We (bloggers) tend to think of "railroad" in two ways - as a series of linear scenes, or as a foregone conclusion where the decisions of the players just don't matter to the outcome.  I'm much more forgiving of the former than the latter.  Both definitions of railroad were very much in evidence in this scenario.  Like I mentioned above, if you're trying to recreate the horrors of war, the meaninglessness of choice, and the absurdity of it all, pushing the players along a linear path and thrusting bad things on them with no chance of avoidance (incoming!) is a fine of way of creating that experience.  It doesn't make for a great game, although it was quite memorable, and we're still talking about it!

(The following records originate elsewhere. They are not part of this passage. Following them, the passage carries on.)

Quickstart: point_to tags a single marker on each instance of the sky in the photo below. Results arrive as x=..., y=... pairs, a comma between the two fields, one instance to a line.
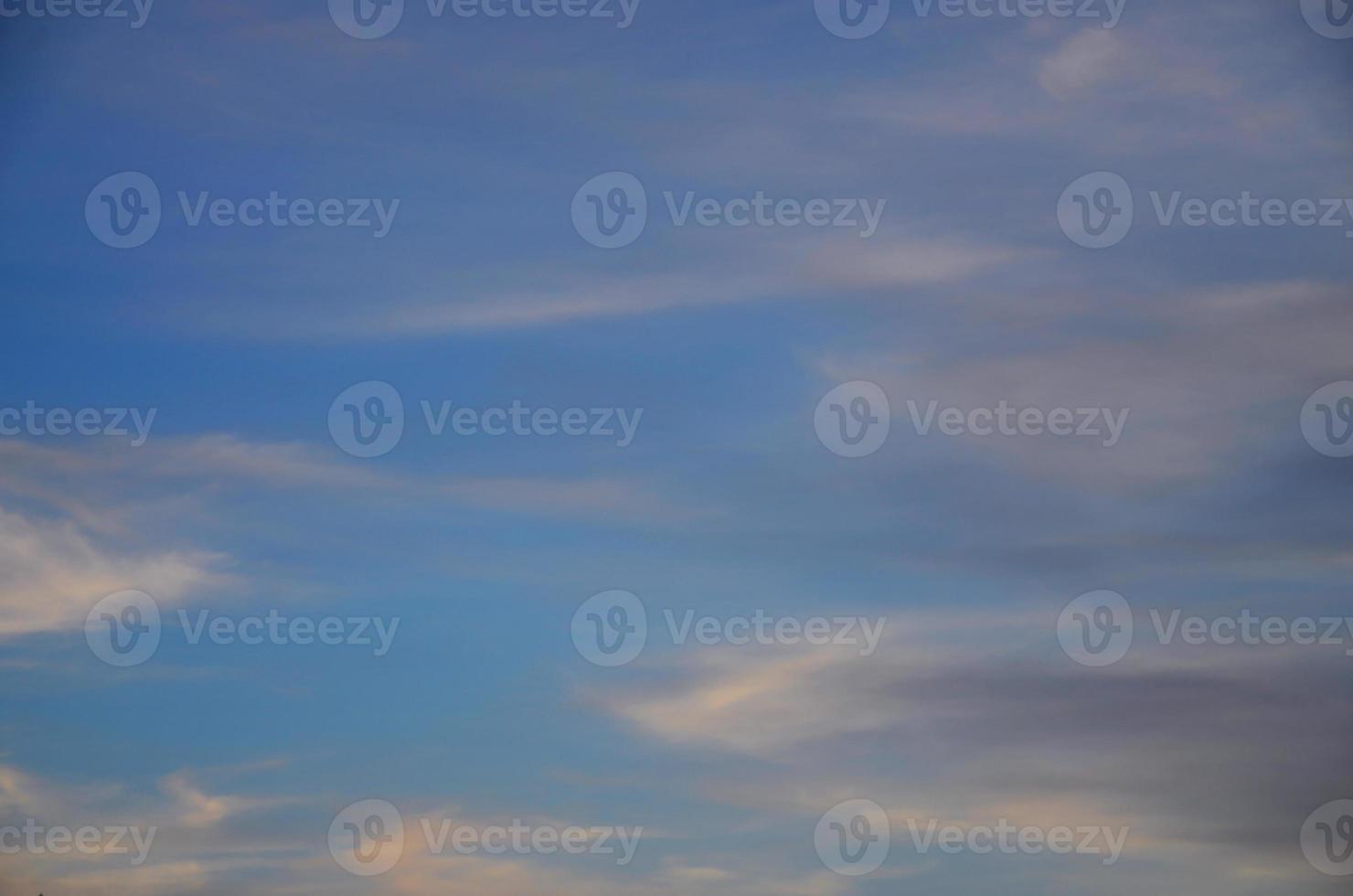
x=743, y=440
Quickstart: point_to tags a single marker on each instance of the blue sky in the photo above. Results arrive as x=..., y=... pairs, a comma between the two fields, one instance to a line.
x=727, y=501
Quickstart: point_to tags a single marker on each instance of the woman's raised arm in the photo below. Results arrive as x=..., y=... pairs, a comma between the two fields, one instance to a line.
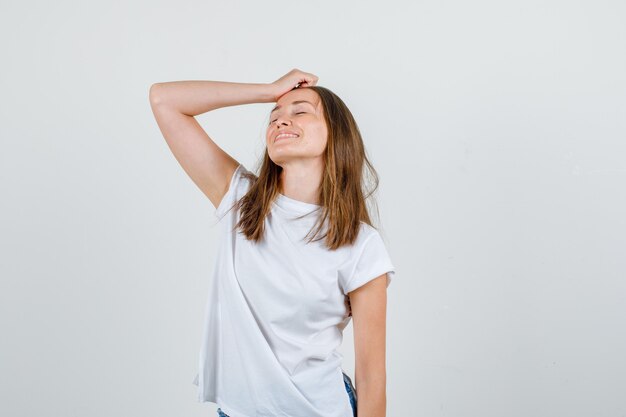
x=175, y=104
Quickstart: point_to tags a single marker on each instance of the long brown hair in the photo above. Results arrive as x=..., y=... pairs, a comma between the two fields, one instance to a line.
x=344, y=187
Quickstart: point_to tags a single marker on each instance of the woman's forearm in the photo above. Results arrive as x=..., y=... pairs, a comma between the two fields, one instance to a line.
x=196, y=97
x=371, y=400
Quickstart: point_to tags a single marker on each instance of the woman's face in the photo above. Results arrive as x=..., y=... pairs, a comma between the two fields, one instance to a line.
x=297, y=112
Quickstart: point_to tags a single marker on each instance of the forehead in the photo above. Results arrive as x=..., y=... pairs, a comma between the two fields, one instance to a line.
x=300, y=94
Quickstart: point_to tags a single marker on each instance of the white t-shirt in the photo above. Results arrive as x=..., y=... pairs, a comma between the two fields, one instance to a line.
x=276, y=313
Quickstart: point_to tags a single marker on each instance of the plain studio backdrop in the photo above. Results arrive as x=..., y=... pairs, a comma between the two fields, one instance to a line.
x=498, y=130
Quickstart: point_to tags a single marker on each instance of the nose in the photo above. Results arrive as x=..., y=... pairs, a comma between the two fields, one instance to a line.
x=281, y=121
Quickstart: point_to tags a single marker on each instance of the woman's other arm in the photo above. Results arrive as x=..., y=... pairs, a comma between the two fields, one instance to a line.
x=369, y=317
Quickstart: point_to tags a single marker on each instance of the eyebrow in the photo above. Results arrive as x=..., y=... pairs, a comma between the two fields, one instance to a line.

The setting of the adventure and themes are super interesting - it involves megalithic sites, witch cults, the slumbering lloigor, dragon-myths, and the great old one Ghatanothoa.  Plus zombies and ghouls.  One can argue that qualifies as a mythos zoo and banalizes the monsters, but I felt the varied and overwhelming Mythos elements just reinforced the apocalyptic ideas behind the scenario.  All hell is breaking loose because of the war and the reawakening lloigor, and World War I zombies and charnel ghouls are just part of the scenery.

So how do I rate this one as a written scenario?  I really don't like railroads.  Creating a high pressure gauntlet was interesting and made for a memorable experience.  I have to think there are other scenarios that have done a gauntlet while either hiding the tracks better, or preserving the sense of player choice.